[rabbitmq-discuss] Active/Active: shutdown of one service brings down the cluster

Mon Feb 13 18:09:44 GMT 2012

On 10/02/12 00:20, Vadim Chekan wrote:
> I think we nailed down a problem. We had a channel leak in our
> application. With ~50 connections we had >90 channels per connection and
> growing. This definitely correlates to high CPU usage.
>
> What I still do not understand either it triggered rabbit into unstable
> state or it was something else. Maybe increasing latencies in message
> handling triggered cluster members into flipping neighbor aliveness
> status back and force? Just speculating here: could timeouts because of
> high load cause network fragmentation, when every node temporally does
> not see neighbors, becomes a master, than see a neighbor, freak out, etc?
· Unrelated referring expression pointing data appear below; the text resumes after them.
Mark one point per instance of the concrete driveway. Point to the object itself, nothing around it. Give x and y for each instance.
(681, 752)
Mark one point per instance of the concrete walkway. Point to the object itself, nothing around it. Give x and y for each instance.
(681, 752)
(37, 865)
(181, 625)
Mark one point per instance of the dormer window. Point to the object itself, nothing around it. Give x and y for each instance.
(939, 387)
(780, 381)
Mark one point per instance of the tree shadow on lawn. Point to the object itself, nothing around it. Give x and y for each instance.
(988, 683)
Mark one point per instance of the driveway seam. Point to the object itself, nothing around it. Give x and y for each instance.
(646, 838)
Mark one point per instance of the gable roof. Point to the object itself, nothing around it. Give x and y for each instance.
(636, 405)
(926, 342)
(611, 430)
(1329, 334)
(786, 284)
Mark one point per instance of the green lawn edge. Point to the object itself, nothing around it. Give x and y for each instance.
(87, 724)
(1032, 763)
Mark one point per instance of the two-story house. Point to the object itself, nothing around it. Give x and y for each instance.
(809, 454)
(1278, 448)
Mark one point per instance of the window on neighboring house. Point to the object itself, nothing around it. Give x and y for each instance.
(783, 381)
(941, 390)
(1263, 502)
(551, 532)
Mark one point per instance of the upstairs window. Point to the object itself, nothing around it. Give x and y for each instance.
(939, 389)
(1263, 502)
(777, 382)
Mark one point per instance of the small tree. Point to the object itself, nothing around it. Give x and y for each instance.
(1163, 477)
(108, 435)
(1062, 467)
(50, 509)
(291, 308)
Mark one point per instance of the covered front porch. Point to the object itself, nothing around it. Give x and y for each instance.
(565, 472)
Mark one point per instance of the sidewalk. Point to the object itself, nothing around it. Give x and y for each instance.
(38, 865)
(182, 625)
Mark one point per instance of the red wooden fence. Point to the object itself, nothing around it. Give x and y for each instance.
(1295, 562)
That's plausible, but I don't think that's what's happening (there's 
nothing about network partitioning in the logs).

> I've attached logs from all 3 cluster members. They are polluted with
> load balancer "ping".

Thanks. I've had a poke at this but nothing is leaping out at me yet. 
I'll keep at it though.

One thing that's a bit odd: you seem to be creating HA / transient / 
autodelete / exclusive queues. So although they're "HA", they will 
vanish if any of the following happens:

* The entire cluster goes down (transient) or
* All consumers for a queue cancel (autodelete) or
* The connection that created them closes (exclusive)

Is this intentional? It seems like an odd use of HA.

Cheers, Simon

-- 
Simon MacMullen
RabbitMQ, VMware